The public data and analysis repository for the paper:
Not Hallucination but Granularity: Error Taxonomy and Quality Audit of LLM-Based Legal Information Extraction
Diego Sens (sens.legal, OAB/PR)
Language: pt-BR | English
| Field | Value |
|---|---|
| Scope | End-to-end expert audit of a production legal extraction pipeline |
| Audit sample | 100 Brazilian court decisions |
| Audited items | 1,042 |
| Courts | STJ, TJPR, TJSP, TRF4 |
| Core result | 96.0% precision with zero hallucinations in production models |
| Dominant error class | Granularity mismatch |
- production extraction reached 96.0% precision
- zero hallucinations were observed in the audited production sample
- granularity mismatch accounted for 31 of 42 errors (3.0% of all items)

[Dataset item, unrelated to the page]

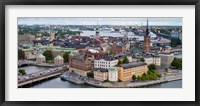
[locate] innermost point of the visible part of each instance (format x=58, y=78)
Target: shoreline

- LLM-as-judge agreement varied sharply by model, with Cohen's kappa ranging from 0.23 to 0.74
| Asset | Description |
|---|---|
data/sample_ids.json |
Identifiers for the 100 audited decisions |
data/error_taxonomy.json |
Seven-type error taxonomy |
data/audit/ |
Expert audit files currently included in the repository |
scripts/paper_stats.py |
Statistics recomputation script |
scripts/phase0_results.md |
Supporting notes from the study workflow |
LICENSE |
Repository license (CC BY 4.0) |
| Asset | Status | Notes |
|---|---|---|
| Sample IDs (100 decisions) | Available | Tribunal + case number |
| Error taxonomy | Available | Seven-type classification |
Expert audit files in data/audit/ |
Available | Current published audit material |
| Analysis script | Available | See note below on supplementary experiment inputs |
| Decision texts | Not included | Public judicial records |
| Extraction prompts | Not included | Proprietary |
The main recomputation script is:
python scripts/paper_stats.pyImportant note: the script expects supplementary experiment files under
scripts/exp3_results/ and scripts/controlled_extraction/. If those assets
are not present in the local checkout, full recomputation will not run end to
end.
| Code | Error type | Definition |
|---|---|---|
| HAL | Hallucination | Extracted concept does not exist in the decision text |
| OMI | Omission | Concept exists but extraction is incomplete |
| GRA | Granularity mismatch | Concept at the wrong level of specificity |
| MIS | Misattribution | Attributed to the wrong party or court |
| ANC | Anchoring failure | Linked to the wrong legal provision |
| DUP | Duplication | Same concept extracted multiple times |
| TYP | Type error | Content placed in the wrong field |
@article{sens2026granularity,
author = {Diego Sens},
title = {Not Hallucination but Granularity: Error Taxonomy and Quality Audit of {LLM}-Based Legal Information Extraction},
year = {2026},
note = {Preprint}
}This repository is released under CC BY 4.0.